Tuesday, January 17, 2023

Babylon

  Like Hamlet’s dumbshow regicide,  Damien Chazelle opens his Babylon with a miniature of the overall film. An exotic monster (i.e., an elephant) is introduced to the desert that will blossom into Hollywood. When the inadequate civilization of truckage fails, the elephant releases a colossal excretion upon the workers.  

The film proper — so to speak — opens upon a Hollywood orgy of gobsmacking variety and vice. Think Bosch on Cialis. In range, indelicacy and volume that is an equivalent to the elephant’s bestowal of bowel. Despite the party appearance of the bare-chested USC football team, this ain’t the Rose Bowl.

At least two other such dumps ensue. In one, Nellie Laroy — her Wild Child career defunct — kills her pretence to newly cultured elegance with a bestial assault upon a buffet and a heroic upchuck on both carpet and host. Finally, one of the film’s concluding montages is a concentrated survey of global cinema — from Muybridge through Bergman through Brakhage concluding with the soulless proto-graphics of AI. At the latter point one might yearn for the porn.

If the film plot draws on Kenneth Anger’s racy history, Hollywood Babylon, its spirit evokes Blake: “The roads of excess lead to the palace of wisdom.” 

Or not. Here the overriding arcs both of the characters and of the mythic setting find excess in the excess rather than wisdom. When the gambling mogul complains of the new Hollywood’s dullness he takes Mannie into an underworld cave of rat-eating monstrousness that leaves us yearning for the earlier disgust.

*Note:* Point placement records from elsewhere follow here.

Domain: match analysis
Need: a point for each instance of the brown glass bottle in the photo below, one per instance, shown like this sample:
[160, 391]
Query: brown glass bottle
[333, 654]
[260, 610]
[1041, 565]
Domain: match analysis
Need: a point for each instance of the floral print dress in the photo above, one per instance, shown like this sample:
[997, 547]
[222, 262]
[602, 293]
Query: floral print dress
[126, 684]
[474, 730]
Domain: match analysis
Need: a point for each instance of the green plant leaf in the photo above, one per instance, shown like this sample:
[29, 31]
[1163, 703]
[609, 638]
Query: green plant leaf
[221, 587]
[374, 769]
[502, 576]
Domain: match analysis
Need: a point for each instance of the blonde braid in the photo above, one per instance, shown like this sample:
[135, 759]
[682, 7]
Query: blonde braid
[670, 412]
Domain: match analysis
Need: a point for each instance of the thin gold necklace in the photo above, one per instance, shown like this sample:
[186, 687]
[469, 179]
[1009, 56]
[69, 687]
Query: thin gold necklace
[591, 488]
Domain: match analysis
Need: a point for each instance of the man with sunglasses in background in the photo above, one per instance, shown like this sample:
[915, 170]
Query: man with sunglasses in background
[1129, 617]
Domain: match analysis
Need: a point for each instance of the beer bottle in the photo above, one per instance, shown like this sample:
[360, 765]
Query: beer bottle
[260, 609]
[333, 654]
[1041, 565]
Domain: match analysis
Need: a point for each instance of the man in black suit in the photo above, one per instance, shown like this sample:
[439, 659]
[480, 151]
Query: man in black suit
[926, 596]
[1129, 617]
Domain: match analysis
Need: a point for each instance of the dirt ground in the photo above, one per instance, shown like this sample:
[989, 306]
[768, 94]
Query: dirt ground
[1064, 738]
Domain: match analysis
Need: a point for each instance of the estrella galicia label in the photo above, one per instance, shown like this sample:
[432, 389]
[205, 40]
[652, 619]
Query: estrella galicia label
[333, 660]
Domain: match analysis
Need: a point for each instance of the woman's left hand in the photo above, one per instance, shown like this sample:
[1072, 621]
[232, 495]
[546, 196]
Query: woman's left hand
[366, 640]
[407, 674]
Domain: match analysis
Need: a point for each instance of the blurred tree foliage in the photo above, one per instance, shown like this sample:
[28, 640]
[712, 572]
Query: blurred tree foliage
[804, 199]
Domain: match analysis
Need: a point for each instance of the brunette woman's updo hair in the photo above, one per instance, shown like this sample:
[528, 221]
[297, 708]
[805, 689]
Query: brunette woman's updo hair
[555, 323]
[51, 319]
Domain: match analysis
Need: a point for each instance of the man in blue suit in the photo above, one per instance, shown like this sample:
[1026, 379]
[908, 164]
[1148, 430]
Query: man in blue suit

We follow the rising arcs of Nellie, Mannie and the jazz musician and the fall of Jack Conrad from drug-addled superstar to pathetically recycled has-been. Nellie self-destructs when her wildness outlasts her childishness. The black musician survives but only by enduring such insults as having to cork-face himself to be as black as his bandmates, at his white masters’ insistence. 

Only Manny survives. He rises steadily but accidentally as random opportunities befall him. He falls in love with — and rescues — Nellie at first sight, then ultimately tries to save her career and her life but she thwarts him. Faced with her assassin, Manny saves himself by abandoning all Hollywood pretence and retreating to essential Mexican. We last see him as a happy NY family man, visiting his Kinescope lot with a young daughter who prefers ice cream and a wife who’s humouring him. 

When Manny weeps at the screening of Singin in the Rain he’s moved both by the memory of the period the film records and his having survived it. His career was boosted by the arrival of sound, as Jack’s was killed by it. The film’s revival revives Manny’s memories of his first great love and her loss. It recalls the energy and excitement of his lost career. But it also validates the gossip columnist’s consolation of Jack. Though his career is finished, she assures him, his image on film provides a kind of immortality few mortals achieve. Not outside cinema, anyway. And what is that worth, in the comic cosmic scheme of things?

The film explores the Babylon-like lost empire that was recreated in the wildness of the Hollywood west and in the American empire it reprtesents. Its dreams, disillusionments and eventual displacement Hollywood came to perpetrate and embody, both in its rise and in its fall. 

        Also, as Kara Hagedorn suggestsBabylon may also be a film of its moment. The orgies are a release from the lockdowns. So, too, the oddball orgy in Glass Onion, supposedly of the hostess's safe "pod," while Dr Fauci appears helpless on a TV screen in the background. Like Triangle of Sadness, Babylon also speaks to the post-Covid awareness of the gap between the fatuous privileged elite and the massive afflicted underclass. Further, the lavish scatology coheres with our renewed sense of our physical nature and limitations, its embarrassment and mortality. Babylon is a film for our time in its excess as much as in its wisdom.